Eric Gunnerson has a post in which he responds to Justin Etheredge regarding “Is Programming A Generic Skill?”
I’ll just say that I agree with them both. There are differences between ability, proficiency and mastery.
A Java programmer can jump into C# and be an able C# programmer immediately. It will take time to become proficient and even more time to develop mastery.
I am proof of this with python. I’ve been an able python programmer for over 10 years now(actually closer to 15), but I never spent enough time in python to call myself proficient and I’m certainly far from a master.
But the thing that Eric said which triggered me to write this is not the generic skill discussion with Justin, it is instead a remark that Eric said about Perl, “… because of TMTOWTDI”.
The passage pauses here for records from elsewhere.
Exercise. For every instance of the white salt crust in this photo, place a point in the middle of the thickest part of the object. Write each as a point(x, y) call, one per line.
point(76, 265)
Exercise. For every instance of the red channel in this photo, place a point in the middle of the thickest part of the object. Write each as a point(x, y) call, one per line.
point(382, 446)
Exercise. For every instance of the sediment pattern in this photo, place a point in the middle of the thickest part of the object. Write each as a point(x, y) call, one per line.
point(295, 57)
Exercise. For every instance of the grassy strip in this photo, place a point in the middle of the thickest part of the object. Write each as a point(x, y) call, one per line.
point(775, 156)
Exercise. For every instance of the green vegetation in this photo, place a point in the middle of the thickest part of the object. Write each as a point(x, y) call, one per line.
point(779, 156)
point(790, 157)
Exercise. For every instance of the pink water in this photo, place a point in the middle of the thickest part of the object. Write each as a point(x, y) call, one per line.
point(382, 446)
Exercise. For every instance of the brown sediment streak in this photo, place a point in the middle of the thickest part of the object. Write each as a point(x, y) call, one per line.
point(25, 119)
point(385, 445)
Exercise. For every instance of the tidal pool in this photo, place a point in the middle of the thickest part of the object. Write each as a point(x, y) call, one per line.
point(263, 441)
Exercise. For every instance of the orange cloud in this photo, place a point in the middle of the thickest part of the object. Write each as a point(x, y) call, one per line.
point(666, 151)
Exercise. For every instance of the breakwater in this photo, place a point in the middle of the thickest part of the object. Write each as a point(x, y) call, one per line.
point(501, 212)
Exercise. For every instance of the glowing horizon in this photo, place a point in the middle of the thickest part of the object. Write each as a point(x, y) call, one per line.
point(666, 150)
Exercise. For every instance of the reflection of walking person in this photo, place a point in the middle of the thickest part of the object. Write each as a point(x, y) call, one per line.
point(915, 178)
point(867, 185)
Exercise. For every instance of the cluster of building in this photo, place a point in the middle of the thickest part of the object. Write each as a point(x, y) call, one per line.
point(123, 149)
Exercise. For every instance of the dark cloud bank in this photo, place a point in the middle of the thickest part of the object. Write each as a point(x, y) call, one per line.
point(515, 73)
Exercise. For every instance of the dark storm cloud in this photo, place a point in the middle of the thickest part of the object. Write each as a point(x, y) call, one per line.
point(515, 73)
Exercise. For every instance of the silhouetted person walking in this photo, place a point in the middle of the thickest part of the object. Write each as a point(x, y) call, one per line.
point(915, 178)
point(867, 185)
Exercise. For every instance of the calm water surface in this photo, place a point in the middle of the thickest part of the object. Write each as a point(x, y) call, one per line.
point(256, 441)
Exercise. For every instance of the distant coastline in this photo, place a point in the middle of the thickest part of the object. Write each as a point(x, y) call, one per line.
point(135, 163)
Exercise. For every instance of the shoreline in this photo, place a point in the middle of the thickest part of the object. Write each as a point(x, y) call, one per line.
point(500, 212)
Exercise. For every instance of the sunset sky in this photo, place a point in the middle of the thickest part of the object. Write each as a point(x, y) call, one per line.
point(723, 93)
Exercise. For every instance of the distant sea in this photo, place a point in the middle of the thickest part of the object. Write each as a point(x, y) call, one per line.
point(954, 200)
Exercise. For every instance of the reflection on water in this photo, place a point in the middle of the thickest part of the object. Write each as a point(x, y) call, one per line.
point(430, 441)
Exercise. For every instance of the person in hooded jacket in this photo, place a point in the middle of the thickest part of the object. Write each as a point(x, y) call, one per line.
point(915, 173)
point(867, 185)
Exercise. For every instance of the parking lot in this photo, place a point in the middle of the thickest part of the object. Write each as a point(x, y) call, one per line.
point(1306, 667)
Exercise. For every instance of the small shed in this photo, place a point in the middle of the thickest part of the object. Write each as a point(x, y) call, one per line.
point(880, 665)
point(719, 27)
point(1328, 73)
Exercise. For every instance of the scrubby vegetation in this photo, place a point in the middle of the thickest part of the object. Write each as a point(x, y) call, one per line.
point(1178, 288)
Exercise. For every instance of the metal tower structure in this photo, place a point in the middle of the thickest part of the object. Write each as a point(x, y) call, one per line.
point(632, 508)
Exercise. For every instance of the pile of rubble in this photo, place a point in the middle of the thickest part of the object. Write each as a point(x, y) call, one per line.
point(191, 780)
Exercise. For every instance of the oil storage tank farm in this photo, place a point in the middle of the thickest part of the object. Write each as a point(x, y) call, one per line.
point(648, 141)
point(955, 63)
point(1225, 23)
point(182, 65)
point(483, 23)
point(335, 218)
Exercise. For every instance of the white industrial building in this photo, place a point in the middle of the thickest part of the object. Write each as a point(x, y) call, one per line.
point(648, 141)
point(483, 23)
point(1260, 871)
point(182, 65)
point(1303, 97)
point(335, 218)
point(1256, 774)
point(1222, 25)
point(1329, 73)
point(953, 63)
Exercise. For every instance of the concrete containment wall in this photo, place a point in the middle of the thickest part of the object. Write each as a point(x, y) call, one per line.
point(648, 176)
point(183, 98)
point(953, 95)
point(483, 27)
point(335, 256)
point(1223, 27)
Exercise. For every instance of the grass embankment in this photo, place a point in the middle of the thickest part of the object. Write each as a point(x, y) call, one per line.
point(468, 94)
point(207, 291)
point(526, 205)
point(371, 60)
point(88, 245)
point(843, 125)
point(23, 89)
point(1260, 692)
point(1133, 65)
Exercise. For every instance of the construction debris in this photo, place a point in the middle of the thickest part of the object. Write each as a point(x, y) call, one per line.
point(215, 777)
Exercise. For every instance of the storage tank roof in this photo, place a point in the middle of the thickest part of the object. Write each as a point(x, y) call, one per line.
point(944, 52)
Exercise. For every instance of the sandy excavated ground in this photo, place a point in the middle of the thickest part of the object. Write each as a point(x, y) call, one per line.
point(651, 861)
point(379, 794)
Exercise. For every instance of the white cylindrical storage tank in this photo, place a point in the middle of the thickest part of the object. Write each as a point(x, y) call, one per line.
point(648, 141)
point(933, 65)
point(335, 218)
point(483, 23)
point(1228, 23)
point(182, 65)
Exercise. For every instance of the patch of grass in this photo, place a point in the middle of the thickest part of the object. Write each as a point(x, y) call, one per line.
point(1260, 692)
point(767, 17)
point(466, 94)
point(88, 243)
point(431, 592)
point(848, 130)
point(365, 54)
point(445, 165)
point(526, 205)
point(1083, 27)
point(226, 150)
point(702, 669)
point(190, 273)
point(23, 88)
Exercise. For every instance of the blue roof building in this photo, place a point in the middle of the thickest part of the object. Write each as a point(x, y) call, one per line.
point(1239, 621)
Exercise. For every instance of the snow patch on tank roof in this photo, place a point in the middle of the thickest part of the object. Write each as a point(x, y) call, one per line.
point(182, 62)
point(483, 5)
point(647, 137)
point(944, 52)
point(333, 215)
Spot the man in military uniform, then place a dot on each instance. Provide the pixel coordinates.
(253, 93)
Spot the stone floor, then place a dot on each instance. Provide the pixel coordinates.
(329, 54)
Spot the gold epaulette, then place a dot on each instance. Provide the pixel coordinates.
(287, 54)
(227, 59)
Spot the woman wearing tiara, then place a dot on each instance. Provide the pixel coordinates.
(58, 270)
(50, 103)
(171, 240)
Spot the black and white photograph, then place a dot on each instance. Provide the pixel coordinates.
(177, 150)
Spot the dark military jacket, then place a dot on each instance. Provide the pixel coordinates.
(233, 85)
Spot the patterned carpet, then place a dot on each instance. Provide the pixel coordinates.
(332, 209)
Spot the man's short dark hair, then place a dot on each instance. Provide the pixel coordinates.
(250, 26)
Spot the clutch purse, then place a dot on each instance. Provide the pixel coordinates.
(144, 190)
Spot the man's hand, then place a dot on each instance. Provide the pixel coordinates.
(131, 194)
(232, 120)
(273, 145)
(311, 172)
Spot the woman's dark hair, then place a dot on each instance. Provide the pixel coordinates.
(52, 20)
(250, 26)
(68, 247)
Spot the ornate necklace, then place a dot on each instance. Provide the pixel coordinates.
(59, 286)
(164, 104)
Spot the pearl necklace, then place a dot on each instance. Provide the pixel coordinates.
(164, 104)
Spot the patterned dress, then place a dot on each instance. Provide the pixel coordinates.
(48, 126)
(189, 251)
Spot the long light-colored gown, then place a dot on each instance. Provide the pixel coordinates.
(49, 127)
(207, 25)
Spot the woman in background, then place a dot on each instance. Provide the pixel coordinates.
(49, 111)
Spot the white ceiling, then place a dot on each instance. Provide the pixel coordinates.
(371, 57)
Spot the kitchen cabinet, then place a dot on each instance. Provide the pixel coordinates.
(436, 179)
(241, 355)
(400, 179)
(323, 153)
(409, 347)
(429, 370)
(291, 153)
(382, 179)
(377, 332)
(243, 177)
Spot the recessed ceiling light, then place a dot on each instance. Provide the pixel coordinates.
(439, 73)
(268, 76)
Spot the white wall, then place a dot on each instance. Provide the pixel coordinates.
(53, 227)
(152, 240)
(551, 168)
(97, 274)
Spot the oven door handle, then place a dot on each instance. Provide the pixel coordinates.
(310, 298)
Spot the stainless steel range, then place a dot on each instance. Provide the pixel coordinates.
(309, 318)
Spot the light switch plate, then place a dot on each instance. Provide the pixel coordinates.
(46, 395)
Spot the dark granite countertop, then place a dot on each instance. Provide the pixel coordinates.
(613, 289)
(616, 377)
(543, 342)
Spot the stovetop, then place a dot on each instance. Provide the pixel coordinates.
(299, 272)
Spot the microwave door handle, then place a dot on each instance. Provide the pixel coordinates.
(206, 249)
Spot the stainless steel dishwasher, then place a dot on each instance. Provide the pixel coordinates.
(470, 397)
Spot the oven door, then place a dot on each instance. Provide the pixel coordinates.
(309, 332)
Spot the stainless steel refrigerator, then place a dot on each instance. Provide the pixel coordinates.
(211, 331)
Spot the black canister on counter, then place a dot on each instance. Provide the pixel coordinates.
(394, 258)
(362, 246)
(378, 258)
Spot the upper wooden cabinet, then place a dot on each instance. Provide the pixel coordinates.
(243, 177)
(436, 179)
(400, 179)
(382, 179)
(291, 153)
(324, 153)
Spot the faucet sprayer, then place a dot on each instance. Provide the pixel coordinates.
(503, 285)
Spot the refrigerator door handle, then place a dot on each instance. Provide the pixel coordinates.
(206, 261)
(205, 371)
C# is very much becoming afflicted with There is More Than One Way To Do It. It certainly is both the language and library.
Consider LINQ. LINQ to Objects is a new way to do something which everyone has done differently in the past. When new programmers are exposed to linq, I often hear the question “When do I use linq?” The answer I give is typically “whenever you would use a for loop or foreach loop and if you can’t, figure out how you can".
If we throw away the ‘idiomatic code” to which Eric refers, then a giant bucket of TMTOWTDI is thrown in our face. Do we use properties or fields, events or delegate fields?
For public interfaces, FxCop helps a great deal with guidelines for these things and helping to learn the idioms of the language and framework, but for other things, you are left to yourself. That is why reading others source code is so important. (see the weekly course code)
Expand into libraries and TMTOWTDI explodes. From MSFT alone there is Remoting, Web Services (asmx), WSE, WCF, RIA Services, ASHX, ASP.NET Data Services, all of which have some overlap. Then for data access there is ADO.NET, Linq2Sql, Entity Framework. Even within ADO.NET alone, TMTOWTDI. Do you use a reader? Table Adapter with DataSets? Strongly Typed DataSets?
Open to non MSFT and TMTOWTDI explodes again, to the point where I won’t bother listing anything. There is too much.
I think that library TMTOWTDI will always exist. Even Python has SqlObject, SqlAlchemy and ORM as parts of other frameworks like Zope and Django. But language TMTOWTDI is reasonably well mitigated in Python. This is stated in a single line in PEP20 – The Zen of Python
There should be one—preferably only one –obvious way to do it.
C#, perhaps because it was not a goal and because of its C/Java/Delphi roots, has never had that. There has always been TMTOWTDI in C#.